In recent weeks, US officials have been falling over one another to denounce the brutality of the Bashar al-Assad regime in Syria. President Obama has accused it of committing “outrageous bloodshed” and called for Assad to stand down; Hillary Clinton has referred to the Syrian leader as a “tyrant”; Elliot Abrams, deputy national security adviser under George W Bush, has called Syria a “vicious enemy”.
I can’t help but wonder what Maher Arar must make of such comments. Arar, a telecommunications engineer born in Syria, moved to Canada as a teenager in 1987 and became a citizen in 1991.

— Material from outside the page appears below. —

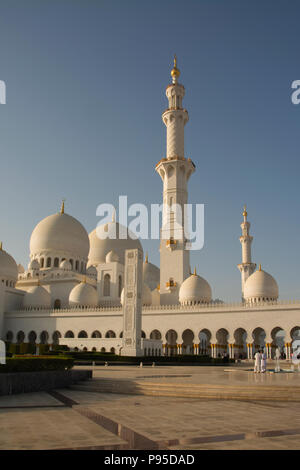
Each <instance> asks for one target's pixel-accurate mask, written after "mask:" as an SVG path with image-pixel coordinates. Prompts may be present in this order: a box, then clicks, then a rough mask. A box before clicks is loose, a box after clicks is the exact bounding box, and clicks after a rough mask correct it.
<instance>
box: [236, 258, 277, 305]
mask: <svg viewBox="0 0 300 470" xmlns="http://www.w3.org/2000/svg"><path fill="white" fill-rule="evenodd" d="M278 295H279V290H278V284H277V282H276V281H275V279H274V277H273V276H271V274H269V273H267V272H266V271H263V270H262V269H261V266H260V267H259V269H258V271H255V272H254V273H253V274H251V276H249V277H248V279H247V281H246V282H245V286H244V298H245V300H247V301H248V302H249V301H250V302H251V301H253V302H261V301H268V300H276V299H278Z"/></svg>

On 26 September 2002, he was arrested at JFK airport in New York, where he had been in transit, on his way home to Canada after a family holiday abroad. Following 13 days of questioning, the US authorities, suspecting Arar of ties to al-Qaida based on flawed Canadian police intelligence, “rendered” him not to Canada, where he lived, but to his native Syria, from where his family had fled 15 years earlier.
For the next 10 months, he was detained without charge in a three-foot by six-foot Syrian prison cell where, according to the findings of an official Canadian commission of inquiry, he was tortured. Arar says he was punched, kicked and whipped with an electrical cable during 18-hour interrogation sessions. He received C$10.5m in compensation from the Canadian government and a formal apology from prime minister Stephen Harper for the country’s role in his ordeal.
A decade on, the question remains: why did the US deport Arar to a “vicious enemy” country run by a “tyrant”? Was it because Canada couldn’t use torture to interrogate Arar, so they decided to send him to Syria, which would?